We have always tried to enhance and promote alpage cheeses, first all for their distinctive organoleptic qualities, but also for their attitude to express the terroir they come from, especially the raw milk ones
Formaggi di Malga

Meanwhile we have discovered that alpage milk has a higher nutritional value: a few years ago a research by Formaggi Trentini Group showed that mountain milk contains a greater quantity of lipids, with a better quality (Cla, Ala , Unsaturated fatty acids), a greater content in antioxidant substances (fat-soluble vitamins E, polyphenols and carotenoids) and a higher content of compounds conferring aromas (terpenes, carotenoids, volatile aromatic constituents of fatty acids).

Now let’s add another piece, one more reason to choose an alpage cheese.

Choosing an alpage cheese is also a way to preserve the environment

This is one of the results of the research “Good for the planet, good for our health”, produced by Slow Food with the scientific support of Indaco2, a spin-off of the University of Siena.Buoni per il pianeta, buoni per la nostra salute - Slow Food
Equivalent carbon dioxide emissions were measured, expressed in kg (CO2 eq), for six Slow Food Presidia production chains, comparing them with equivalent industrialised system.

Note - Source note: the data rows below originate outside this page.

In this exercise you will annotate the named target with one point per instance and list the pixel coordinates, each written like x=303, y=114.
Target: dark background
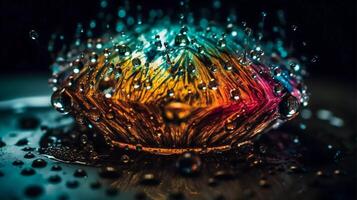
x=328, y=27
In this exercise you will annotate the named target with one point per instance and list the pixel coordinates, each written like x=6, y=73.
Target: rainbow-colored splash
x=171, y=88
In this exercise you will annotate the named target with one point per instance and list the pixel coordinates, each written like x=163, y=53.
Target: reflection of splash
x=239, y=169
x=168, y=87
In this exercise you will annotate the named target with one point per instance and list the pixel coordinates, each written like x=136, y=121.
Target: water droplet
x=54, y=179
x=61, y=101
x=289, y=106
x=95, y=185
x=80, y=173
x=294, y=27
x=33, y=191
x=39, y=163
x=18, y=163
x=56, y=168
x=72, y=184
x=263, y=183
x=33, y=35
x=28, y=171
x=29, y=155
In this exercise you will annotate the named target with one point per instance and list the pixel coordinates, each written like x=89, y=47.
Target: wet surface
x=44, y=155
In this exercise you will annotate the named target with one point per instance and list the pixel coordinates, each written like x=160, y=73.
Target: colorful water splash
x=168, y=86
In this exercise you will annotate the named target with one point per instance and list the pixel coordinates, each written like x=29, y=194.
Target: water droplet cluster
x=169, y=86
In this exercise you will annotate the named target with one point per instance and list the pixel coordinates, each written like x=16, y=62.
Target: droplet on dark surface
x=28, y=171
x=95, y=185
x=223, y=175
x=80, y=173
x=188, y=164
x=176, y=196
x=212, y=182
x=72, y=184
x=28, y=122
x=109, y=172
x=263, y=183
x=54, y=179
x=22, y=142
x=62, y=101
x=39, y=163
x=56, y=168
x=149, y=179
x=140, y=196
x=17, y=163
x=34, y=191
x=29, y=155
x=33, y=35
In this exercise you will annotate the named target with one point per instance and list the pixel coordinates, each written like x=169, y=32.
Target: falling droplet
x=289, y=106
x=61, y=101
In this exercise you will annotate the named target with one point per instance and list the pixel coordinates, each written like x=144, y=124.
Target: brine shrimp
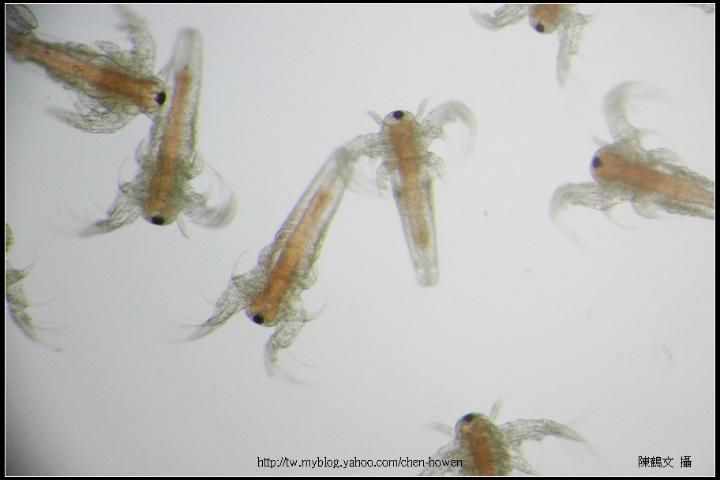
x=113, y=85
x=626, y=172
x=161, y=190
x=402, y=145
x=482, y=448
x=543, y=18
x=270, y=293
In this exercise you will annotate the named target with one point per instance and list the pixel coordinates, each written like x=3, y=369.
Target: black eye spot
x=469, y=417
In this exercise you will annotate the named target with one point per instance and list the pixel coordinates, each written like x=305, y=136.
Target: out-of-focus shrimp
x=543, y=18
x=481, y=447
x=625, y=171
x=113, y=85
x=270, y=293
x=14, y=293
x=402, y=145
x=168, y=162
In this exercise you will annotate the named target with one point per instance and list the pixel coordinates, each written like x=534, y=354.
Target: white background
x=613, y=335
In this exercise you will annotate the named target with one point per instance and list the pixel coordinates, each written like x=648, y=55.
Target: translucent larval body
x=624, y=171
x=543, y=18
x=15, y=294
x=486, y=449
x=402, y=145
x=168, y=160
x=270, y=293
x=113, y=85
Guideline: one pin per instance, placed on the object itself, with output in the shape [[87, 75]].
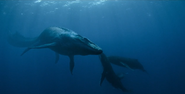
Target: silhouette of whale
[[61, 40]]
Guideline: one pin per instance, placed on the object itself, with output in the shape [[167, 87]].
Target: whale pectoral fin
[[71, 64], [102, 77], [126, 66], [57, 57], [43, 46]]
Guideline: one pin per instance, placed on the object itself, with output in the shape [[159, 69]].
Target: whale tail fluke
[[19, 40]]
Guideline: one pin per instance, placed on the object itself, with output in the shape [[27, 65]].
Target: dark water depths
[[150, 31]]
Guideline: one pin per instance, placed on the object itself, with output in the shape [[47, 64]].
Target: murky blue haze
[[151, 31]]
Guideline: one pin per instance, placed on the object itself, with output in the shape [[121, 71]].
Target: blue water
[[150, 31]]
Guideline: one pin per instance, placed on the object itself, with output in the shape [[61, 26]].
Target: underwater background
[[152, 31]]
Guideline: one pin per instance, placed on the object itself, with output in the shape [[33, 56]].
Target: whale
[[62, 41], [110, 75], [126, 62]]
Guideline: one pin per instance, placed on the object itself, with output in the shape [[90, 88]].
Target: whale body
[[62, 41]]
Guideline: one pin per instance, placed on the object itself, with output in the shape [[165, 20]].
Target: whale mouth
[[90, 45]]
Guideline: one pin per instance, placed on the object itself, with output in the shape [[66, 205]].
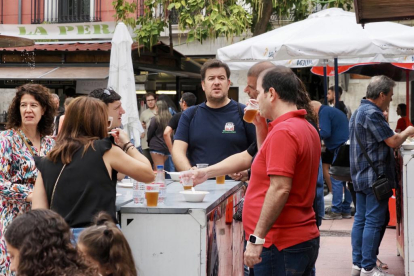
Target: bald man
[[334, 131]]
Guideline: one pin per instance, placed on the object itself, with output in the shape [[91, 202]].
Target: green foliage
[[211, 18], [123, 12], [203, 19]]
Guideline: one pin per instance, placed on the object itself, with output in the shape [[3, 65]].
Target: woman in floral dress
[[30, 120]]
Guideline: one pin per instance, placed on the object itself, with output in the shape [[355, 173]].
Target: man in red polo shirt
[[278, 217]]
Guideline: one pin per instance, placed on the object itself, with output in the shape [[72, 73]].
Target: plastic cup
[[250, 111], [151, 194], [186, 180], [138, 192], [220, 179]]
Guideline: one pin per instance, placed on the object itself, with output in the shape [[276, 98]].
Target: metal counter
[[175, 203], [187, 239]]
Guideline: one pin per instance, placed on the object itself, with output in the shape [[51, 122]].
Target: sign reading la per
[[72, 31]]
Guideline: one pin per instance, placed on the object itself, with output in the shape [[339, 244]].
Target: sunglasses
[[110, 119]]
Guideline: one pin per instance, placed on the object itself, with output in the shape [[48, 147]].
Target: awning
[[184, 74], [53, 73]]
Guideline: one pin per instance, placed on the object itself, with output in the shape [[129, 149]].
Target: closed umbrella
[[122, 80]]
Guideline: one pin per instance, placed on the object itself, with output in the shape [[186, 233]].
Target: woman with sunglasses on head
[[29, 123], [77, 179], [39, 243]]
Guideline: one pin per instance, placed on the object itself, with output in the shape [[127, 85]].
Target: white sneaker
[[328, 197], [376, 271], [356, 270]]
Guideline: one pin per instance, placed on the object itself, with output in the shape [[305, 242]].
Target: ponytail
[[105, 243], [303, 102]]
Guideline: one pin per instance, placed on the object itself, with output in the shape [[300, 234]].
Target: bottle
[[160, 180]]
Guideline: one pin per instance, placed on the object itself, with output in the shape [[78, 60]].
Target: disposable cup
[[250, 111], [220, 179], [151, 194], [186, 180]]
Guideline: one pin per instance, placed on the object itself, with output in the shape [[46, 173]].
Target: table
[[183, 238]]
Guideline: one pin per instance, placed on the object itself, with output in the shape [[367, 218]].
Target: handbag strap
[[25, 142], [54, 187], [363, 148]]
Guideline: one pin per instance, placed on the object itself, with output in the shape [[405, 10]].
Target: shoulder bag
[[54, 187], [340, 167]]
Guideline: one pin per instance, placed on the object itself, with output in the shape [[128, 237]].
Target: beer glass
[[151, 194], [250, 111]]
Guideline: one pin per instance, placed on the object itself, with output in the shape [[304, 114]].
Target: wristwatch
[[256, 240]]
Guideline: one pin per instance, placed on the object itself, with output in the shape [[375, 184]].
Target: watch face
[[252, 239]]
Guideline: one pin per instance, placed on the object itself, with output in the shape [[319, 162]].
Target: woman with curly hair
[[29, 123], [39, 244], [77, 179], [105, 246]]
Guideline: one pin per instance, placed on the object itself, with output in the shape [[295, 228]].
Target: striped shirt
[[372, 129]]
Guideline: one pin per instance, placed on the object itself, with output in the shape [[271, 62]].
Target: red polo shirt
[[292, 148]]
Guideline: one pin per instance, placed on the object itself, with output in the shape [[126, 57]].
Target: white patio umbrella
[[328, 34], [331, 34], [121, 79]]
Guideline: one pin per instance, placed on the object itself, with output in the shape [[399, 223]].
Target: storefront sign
[[86, 86], [75, 31]]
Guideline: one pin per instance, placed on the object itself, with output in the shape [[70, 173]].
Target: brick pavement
[[335, 254]]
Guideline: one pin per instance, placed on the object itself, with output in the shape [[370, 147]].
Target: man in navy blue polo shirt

Grazing feeding, self-production of hay, natural fertilization, artisan processing: these are all factors that reduce the environmental impact of small productions, which release on average 30% less carbon dioxide, up to 80% less.

It should also be considered that extensive farms, which include large green areas, absorb the same or even a greater amount of carbon dioxin emitted into the atmosphere during production processes.

An example? The carbon dioxide emission to produce a 2 kg wheel of Macagn (Slow Food Presidia) is equal to 3 kg, compared to 17,68 kg of CO2 eq of an industrial cheese. The estimated annual savings is 1,035 tons of CO2 eq, corresponding to the emissions of a car traveling 154,100 km!

Chapeau therefore to these guys who have been able to reinvent tradition, not just repeating millenary gestures but exploiting new skills and technologies to revive the mountain. For the benefit of our palate, the landscape and the environment.